Relações de dominação são expressas e efetivadas pela competência verbal dos que gozam seus altos escalões, em detrimento da grande massa, resignada aos desígnios das autoridades. O discurso persuasivo pode formar, reformar e conformar perspectivas do círculo emissor/destinatário.
Os discursos são híbridos, mesclando lúdico, polêmico e autoritário. O lúdico é quase isento de imperativo e de imposição da verdade, valendo-se da polissemia, constante em músicas e poesias. Quanto ao polêmico, é instigador, apresentando argumentos contestáveis perante os prós e contras – debates de luta entre israelenses e palestinos, clonagem humana. A mais forte persuasão, entretanto, encontra-se no discurso autoritário, em que o signo se fecha a validar a “autoridade” sobre o assunto: publicidade que incita o uso de certo produto ou serviço, religiosos que ameaçam fiéis com o “fogo do inferno”.
Os discursos publicitário, religioso, do livro didático, literário, jornalístico político, são textos persuasivos, cada qual com suas estratégias de convencimento. Sem dúvida, o livro de Citelli, baseado em citações de Marilena Chauí, Umberto Eco, entre outros, contribui para o pensamento crítico do leitor, antes argúcia para apreender slogans, silogismos, símbolos, estereótipos dos discursos mais evidentes.
A princípio ingênuos, vistos pelo senso comum como criativos, tanto a propaganda de Cepacol como a Oração do Credo, a padronização familiar nos livros didáticos, a natureza animalizada do homem num texto naturalista, sensacionalismo jornalístico, e as tão banalizadas promessas políticas são ilustrações de estereótipos encravados na ideologia, o que, por vezes, “ameaça” a ordem psicológica dos indivíduos.

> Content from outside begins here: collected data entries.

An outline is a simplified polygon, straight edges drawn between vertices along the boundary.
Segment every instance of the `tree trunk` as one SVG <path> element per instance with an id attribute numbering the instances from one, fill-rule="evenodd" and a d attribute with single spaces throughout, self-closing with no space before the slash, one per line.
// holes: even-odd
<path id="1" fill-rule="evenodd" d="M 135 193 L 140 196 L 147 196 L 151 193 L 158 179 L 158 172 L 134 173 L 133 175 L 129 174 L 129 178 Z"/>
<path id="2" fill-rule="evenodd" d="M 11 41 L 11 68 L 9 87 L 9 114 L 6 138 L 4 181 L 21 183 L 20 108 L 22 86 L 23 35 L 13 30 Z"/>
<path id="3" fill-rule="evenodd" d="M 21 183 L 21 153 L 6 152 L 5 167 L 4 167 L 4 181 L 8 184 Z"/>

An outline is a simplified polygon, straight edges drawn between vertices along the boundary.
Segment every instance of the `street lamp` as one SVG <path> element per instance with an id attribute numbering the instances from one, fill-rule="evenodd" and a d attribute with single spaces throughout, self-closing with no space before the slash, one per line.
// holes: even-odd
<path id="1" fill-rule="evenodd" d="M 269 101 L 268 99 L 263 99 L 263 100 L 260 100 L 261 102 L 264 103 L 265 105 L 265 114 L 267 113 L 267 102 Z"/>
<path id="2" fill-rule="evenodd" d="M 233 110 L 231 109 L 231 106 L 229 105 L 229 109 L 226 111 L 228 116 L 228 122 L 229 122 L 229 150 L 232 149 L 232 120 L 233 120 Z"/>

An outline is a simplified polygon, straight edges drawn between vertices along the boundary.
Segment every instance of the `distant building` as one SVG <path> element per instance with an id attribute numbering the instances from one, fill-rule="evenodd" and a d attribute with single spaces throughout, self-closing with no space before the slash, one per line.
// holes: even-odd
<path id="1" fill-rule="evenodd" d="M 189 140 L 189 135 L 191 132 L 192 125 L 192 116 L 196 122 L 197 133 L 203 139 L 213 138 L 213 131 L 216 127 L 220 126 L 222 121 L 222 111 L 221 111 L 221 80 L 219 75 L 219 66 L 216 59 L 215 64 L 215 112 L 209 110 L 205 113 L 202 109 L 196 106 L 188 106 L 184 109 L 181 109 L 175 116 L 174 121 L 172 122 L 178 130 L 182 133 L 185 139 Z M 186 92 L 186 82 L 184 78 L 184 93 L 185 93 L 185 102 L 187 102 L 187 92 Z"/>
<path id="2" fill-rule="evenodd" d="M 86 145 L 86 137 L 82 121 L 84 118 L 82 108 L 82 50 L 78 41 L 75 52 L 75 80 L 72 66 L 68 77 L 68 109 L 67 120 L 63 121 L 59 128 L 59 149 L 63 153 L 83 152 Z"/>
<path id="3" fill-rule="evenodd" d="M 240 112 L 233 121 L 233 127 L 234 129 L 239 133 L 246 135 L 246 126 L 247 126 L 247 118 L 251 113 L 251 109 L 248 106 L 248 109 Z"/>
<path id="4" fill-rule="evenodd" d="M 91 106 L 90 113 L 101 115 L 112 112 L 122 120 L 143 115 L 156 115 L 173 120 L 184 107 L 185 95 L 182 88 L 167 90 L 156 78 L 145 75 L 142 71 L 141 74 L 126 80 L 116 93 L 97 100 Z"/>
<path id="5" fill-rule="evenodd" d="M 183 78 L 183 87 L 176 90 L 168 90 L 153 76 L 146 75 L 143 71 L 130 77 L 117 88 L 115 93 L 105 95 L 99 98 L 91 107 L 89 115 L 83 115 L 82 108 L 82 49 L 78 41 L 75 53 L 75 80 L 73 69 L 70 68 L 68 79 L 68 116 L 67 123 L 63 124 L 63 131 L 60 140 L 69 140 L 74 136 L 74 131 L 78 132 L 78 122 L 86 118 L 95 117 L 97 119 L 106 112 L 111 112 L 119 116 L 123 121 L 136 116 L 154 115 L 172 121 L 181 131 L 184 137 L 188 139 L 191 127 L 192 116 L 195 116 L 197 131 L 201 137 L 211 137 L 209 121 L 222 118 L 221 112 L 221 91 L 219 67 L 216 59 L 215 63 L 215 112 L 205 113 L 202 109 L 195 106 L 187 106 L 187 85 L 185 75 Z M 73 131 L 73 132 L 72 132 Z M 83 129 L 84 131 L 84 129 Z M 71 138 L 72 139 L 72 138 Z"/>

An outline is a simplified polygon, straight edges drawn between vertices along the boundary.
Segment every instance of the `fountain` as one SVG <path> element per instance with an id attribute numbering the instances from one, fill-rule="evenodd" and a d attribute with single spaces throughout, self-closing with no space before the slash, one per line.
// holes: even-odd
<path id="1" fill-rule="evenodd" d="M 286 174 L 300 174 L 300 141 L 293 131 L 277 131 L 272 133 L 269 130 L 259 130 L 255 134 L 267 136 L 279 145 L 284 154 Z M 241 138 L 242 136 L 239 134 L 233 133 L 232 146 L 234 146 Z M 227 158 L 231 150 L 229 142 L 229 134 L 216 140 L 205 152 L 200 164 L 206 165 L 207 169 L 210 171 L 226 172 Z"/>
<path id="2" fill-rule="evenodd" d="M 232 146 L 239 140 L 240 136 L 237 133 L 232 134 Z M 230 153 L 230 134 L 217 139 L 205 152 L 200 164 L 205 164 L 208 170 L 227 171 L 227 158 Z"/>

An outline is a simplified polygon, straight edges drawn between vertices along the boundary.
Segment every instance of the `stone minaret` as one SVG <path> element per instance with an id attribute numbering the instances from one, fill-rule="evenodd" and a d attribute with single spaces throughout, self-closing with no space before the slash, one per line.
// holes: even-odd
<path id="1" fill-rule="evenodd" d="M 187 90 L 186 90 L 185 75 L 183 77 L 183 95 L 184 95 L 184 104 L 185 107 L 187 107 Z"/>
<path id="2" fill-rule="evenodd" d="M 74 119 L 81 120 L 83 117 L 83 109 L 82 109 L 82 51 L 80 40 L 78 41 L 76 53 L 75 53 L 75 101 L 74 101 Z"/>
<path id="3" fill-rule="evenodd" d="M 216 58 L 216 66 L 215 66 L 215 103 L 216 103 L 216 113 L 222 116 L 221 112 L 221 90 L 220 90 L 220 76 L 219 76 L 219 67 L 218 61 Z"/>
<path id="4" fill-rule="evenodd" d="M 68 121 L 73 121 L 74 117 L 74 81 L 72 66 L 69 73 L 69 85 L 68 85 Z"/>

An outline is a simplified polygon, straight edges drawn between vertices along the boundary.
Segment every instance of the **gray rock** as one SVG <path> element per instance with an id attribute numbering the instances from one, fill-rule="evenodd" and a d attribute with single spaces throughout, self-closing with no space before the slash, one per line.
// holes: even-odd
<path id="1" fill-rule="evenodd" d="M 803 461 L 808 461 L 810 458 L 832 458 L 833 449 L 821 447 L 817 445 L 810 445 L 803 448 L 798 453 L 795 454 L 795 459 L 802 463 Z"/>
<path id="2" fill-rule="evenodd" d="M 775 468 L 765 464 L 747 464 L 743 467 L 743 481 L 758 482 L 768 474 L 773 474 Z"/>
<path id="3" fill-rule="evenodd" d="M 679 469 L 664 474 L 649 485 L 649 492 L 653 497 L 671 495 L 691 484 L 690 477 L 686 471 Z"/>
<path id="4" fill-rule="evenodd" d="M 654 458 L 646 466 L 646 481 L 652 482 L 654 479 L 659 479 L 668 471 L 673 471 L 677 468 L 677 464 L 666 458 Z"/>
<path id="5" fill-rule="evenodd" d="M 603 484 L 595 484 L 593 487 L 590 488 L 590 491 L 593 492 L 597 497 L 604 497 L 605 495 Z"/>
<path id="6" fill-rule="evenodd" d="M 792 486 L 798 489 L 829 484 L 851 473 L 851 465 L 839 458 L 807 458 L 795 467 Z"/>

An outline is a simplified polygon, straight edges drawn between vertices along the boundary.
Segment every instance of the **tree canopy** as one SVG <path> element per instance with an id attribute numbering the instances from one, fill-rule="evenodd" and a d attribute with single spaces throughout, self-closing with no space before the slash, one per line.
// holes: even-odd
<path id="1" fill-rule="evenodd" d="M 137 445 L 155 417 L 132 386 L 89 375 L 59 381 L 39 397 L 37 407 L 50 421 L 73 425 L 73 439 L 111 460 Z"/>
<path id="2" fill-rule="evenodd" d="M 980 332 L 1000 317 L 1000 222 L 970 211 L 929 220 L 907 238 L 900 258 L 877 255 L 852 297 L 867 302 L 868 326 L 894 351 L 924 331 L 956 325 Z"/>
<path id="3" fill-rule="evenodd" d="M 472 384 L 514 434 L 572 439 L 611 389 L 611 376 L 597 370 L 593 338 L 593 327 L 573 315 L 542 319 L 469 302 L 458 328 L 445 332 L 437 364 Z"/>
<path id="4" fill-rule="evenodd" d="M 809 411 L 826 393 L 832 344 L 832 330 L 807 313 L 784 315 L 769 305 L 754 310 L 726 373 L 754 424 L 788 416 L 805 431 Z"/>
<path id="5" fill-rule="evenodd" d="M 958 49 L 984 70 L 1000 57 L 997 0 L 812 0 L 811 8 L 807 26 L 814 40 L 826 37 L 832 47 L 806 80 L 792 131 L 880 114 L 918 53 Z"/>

Em relação aos efeitos da persuasão, o livro esclarece também a faceta positiva, nas campanhas de vacinação infantil em que as propagandas insistem na mudança de atitudes para melhorar as condições salutares das crianças. Ao relatar ditadura, percebe-se que em sociedades cerceadas quanto aos meios de comunicação, existe a agressão física ao invés da envergadura verbal. Em suma, as conclusões de Citelli convencem os leitores no que concerne à persuasão. Felizmente, o faz com argumentos, desvendando ideologias ao invés de mistificá-las.
Os assuntos propostos pelo autor são reiterados, superficial ou detalhadamente, ao longo dos capítulos, o que tornaria enfadonho o comentário dos parágrafos em separado. Daí, ser global o comentário. Quiçá, a leitura deste livro de Citelli auxilie pessoas a driblarem as propagandas, vencendo a compulsão por compras!